Gamel J W, Meyer J S, Feuer E, Miller B A
Veterans Administration Medical Center, Louisville, Kentucky, USA.
Cancer. 1996 Apr 15;77(8):1459-64. doi: 10.1002/(SICI)1097-0142(19960415)77:8<1459::AID-CNCR6>3.0.CO;2-7.
Stage and histologic type have a significant impact on the long term clinical course of breast carcinoma. Clinical course is governed by two components: likelihood of cure and medial tumor-related survival time among uncured patients. Estimates of these components can be derived only by using survival models that incorporate cured fraction as a specific parameter.

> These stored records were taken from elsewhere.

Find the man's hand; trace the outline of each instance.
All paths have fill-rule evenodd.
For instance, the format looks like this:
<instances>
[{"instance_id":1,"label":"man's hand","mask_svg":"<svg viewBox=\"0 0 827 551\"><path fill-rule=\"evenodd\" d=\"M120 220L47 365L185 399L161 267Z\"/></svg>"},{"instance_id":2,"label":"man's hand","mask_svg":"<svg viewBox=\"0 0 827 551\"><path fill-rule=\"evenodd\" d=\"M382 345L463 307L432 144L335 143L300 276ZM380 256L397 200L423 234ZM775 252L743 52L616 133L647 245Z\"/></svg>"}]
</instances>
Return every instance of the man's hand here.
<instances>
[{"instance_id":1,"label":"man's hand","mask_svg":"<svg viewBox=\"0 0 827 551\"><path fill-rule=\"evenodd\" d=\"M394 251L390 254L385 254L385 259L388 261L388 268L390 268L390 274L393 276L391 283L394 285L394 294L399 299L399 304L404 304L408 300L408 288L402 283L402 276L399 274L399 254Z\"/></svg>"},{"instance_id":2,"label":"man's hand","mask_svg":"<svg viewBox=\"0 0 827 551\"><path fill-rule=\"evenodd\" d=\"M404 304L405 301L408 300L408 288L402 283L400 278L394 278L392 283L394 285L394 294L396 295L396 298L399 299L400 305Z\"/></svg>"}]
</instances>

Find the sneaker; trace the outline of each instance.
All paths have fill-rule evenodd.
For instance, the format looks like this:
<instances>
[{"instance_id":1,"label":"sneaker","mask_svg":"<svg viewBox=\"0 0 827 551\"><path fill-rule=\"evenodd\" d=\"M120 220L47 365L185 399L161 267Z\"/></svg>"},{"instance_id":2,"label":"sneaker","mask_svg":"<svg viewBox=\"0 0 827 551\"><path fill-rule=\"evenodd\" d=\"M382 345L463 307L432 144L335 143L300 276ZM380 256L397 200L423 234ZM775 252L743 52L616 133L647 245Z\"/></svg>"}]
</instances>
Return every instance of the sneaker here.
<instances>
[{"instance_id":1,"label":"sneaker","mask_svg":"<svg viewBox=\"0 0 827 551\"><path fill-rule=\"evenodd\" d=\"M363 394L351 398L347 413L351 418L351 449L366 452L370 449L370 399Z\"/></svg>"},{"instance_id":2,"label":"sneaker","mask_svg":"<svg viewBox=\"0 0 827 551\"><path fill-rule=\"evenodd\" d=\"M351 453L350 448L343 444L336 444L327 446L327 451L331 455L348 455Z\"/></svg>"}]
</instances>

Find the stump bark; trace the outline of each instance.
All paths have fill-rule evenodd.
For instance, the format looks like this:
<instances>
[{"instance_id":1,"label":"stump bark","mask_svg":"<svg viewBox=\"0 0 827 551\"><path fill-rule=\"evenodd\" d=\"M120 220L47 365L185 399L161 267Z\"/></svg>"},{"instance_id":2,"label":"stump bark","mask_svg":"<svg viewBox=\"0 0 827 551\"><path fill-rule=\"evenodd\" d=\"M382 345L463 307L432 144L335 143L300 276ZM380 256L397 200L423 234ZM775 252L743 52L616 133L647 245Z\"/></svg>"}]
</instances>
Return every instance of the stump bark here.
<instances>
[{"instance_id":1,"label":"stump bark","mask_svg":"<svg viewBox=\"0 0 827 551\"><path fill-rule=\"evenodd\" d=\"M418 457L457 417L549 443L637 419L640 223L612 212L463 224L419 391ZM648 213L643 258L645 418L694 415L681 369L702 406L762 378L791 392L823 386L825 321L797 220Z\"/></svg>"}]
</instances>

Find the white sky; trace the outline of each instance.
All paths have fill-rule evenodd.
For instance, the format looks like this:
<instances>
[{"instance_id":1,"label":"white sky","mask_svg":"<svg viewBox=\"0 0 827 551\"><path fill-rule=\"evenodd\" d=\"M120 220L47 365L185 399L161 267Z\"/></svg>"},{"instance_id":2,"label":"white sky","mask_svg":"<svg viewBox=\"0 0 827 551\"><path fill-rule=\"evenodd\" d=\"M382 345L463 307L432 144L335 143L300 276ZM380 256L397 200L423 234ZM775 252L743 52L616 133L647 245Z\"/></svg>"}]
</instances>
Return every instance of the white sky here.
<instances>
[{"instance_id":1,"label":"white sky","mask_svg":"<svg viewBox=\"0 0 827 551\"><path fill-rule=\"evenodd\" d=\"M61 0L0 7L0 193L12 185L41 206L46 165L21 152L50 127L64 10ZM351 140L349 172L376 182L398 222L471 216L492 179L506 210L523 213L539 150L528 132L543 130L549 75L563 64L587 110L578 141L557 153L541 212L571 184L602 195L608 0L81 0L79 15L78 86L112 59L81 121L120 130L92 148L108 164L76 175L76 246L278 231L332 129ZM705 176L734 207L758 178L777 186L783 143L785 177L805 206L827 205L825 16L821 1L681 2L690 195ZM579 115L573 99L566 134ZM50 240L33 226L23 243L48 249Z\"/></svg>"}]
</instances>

The prognostic value of stage and histologic type was determined for 163,808 patients with breast carcinoma using the log normal and log logit cure-based survival models. Follow-up ranged from 1 month to 19 years and was obtained from the SEER Program.
In approximate terms, ductal carcinoma was diagnosed in 70% of the patients, with estimate cured fractions of 2/3 and 1/3 for local and regional disease, respectively. Estimates of medial survival times for uncured patients were 10 and 5 years. Findings were similar for patients with tumor of miscellaneous histologic types. For patients with medullary carcinoma were 82% and 50%, with median survival times of 6 and 4 years. For patients with mucinous, lobular, and ductolobular carcinomas, parametric analysis gave inconsistent estimates of cured fraction, but findings suggested unusually long tumor-related survival times.
Cured-based parametric survival models offer valuable insight into the impact of stage and histology on the clinical course of breast cancer.
分期和组织学类型对乳腺癌的长期临床病程有重大影响。临床病程由两个部分决定:治愈的可能性以及未治愈患者中与肿瘤相关的中位生存时间。只有使用将治愈比例作为特定参数纳入的生存模型,才能得出这些部分的估计值。
使用基于对数正态和对数对数治愈的生存模型,对163,808例乳腺癌患者的分期和组织学类型的预后价值进行了测定。随访时间从1个月到19年不等,数据来自监测、流行病学和最终结果(SEER)计划。
大致而言,70%的患者被诊断为导管癌,局部和区域疾病的估计治愈比例分别为2/3和1/3。未治愈患者的中位生存时间估计分别为10年和5年。组织学类型混杂的肿瘤患者也有类似的结果。髓样癌患者的估计治愈比例分别为82%和50%,中位生存时间分别为6年和4年。对于黏液癌、小叶癌和导管小叶癌患者,参数分析得出的治愈比例估计不一致,但结果表明与肿瘤相关的生存时间异常长。
基于治愈的参数生存模型为分期和组织学对乳腺癌临床病程的影响提供了有价值的见解。